1970年に30本塁打を放ち、この年から8年連続20本塁打以上を記録し長打力のあるスラッガーとして、低迷していたチームの四番として活躍。1971年に一塁手へ再転向。「タコ足」と呼ばれた低い姿勢での捕球も高く評価された。1974年に初めて打率3割をマーク。打撃タイトルには縁がなかったが、永きに渡りチームリーダーとして選手を率いる。1980年には2000本安打達成(後年、横浜スタジアムの右中間スタンドの最前列には、球団で2000本安打の記念プレートが、同じく2000本安打達成の石井琢朗、駒田徳広のもの、200勝達成の平松政次のもの、250セーブ達成の佐々木主浩のものと共に飾られている)。
日本プロ野球選手会を社団法人化させ、選手会長として選手の先陣に立ち球団と幾度と無く議論を重ねてきた。しかし、その活動が球団に忌避された為、1981年に古賀正明との交換トレードで読売ジャイアンツに移籍。この際、「巨人に移籍しても嬉しくない、大洋で優勝するのが目標だった」と会見で涙した。
1981年、巨人で自身初、唯一のリーグ優勝、日本シリーズ優勝を経験した(その日本ハムとの日本シリーズの第1戦で9回裏に代打で登場、抑えの切り札である江夏豊より本塁打を放つ)。この年限りで現役引退。
引退後は、1982年~1984年大洋一軍打撃コーチ。1985年~1991年に巨人一軍打撃コーチ。巨人コーチ時代、指導した選手の調子を落としてしまったことから、「壊し屋」と呼ばれたが、実際は周囲が言うほど指導力は悪くないと言われている。
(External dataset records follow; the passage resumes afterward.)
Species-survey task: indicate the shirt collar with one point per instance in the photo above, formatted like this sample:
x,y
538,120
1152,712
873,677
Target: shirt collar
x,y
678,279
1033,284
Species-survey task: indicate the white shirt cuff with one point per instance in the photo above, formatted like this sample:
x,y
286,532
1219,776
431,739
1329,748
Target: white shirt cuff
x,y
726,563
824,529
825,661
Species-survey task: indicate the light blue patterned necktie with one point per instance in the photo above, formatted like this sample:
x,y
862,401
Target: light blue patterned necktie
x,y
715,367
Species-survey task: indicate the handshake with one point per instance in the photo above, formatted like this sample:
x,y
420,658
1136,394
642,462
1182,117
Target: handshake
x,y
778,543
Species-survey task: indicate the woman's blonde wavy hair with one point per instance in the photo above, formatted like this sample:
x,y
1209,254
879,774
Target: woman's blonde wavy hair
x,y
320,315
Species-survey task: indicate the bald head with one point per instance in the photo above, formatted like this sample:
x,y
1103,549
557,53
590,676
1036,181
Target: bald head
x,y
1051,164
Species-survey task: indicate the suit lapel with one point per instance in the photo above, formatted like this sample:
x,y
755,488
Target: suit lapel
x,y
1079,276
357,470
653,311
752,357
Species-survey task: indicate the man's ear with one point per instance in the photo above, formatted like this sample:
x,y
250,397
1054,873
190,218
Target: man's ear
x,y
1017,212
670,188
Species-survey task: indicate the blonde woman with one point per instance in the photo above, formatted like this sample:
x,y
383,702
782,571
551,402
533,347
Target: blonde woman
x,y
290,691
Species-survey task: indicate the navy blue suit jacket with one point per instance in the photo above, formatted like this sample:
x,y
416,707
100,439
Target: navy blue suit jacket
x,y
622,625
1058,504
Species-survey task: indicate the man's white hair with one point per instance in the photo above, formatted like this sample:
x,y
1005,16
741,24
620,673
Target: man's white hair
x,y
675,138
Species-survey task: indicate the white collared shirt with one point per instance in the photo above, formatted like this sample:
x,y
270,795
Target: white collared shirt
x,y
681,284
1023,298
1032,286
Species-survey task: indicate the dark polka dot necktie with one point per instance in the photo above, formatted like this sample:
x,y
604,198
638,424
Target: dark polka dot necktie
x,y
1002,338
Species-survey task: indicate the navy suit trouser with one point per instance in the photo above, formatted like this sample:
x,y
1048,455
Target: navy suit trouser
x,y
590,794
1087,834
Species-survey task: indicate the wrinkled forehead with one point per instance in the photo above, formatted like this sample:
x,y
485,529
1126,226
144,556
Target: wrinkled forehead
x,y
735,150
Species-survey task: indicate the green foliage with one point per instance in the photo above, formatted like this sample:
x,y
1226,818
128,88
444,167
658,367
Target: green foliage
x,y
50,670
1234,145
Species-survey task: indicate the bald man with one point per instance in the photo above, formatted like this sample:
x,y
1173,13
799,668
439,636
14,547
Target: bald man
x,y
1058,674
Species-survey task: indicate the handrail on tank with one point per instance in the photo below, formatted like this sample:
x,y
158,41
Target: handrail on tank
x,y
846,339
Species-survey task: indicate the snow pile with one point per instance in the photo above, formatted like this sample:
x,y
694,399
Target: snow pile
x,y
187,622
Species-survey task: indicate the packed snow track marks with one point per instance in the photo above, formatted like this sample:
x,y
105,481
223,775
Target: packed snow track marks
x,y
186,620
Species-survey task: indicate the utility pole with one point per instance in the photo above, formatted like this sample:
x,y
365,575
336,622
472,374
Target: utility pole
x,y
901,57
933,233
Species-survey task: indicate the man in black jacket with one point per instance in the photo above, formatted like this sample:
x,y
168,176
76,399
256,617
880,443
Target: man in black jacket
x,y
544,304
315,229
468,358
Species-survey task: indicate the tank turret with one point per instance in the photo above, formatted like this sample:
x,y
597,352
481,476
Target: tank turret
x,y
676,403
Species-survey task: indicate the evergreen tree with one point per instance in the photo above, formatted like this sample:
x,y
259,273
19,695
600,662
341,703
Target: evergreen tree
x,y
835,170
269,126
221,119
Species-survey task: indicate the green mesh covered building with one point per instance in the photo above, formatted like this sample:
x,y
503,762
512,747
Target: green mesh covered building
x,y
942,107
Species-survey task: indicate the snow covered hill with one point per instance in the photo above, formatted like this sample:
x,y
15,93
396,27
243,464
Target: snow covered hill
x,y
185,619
ただ、選手個々にあまりにも高い理想を求めてしまったことが選手の混乱を招いたとされている。また1988年「アジアの大砲」と呼ばれ華々しくデビューしながらその後伸び悩んだ呂明賜が松原の指導を批判していたこと(但し呂自身88年の後半から既に伸び悩んでいた)や、当時巨人は投手陣のレベルが非常に高く「投高打低」のチームと見られていたことが打撃コーチとしての評価を下げる一因ともなった。巨人時代に松原の指導を受けた駒田徳広が楽天の打撃コーチに就任する際「理想の打撃コーチ像は松原誠さん」とコメントした。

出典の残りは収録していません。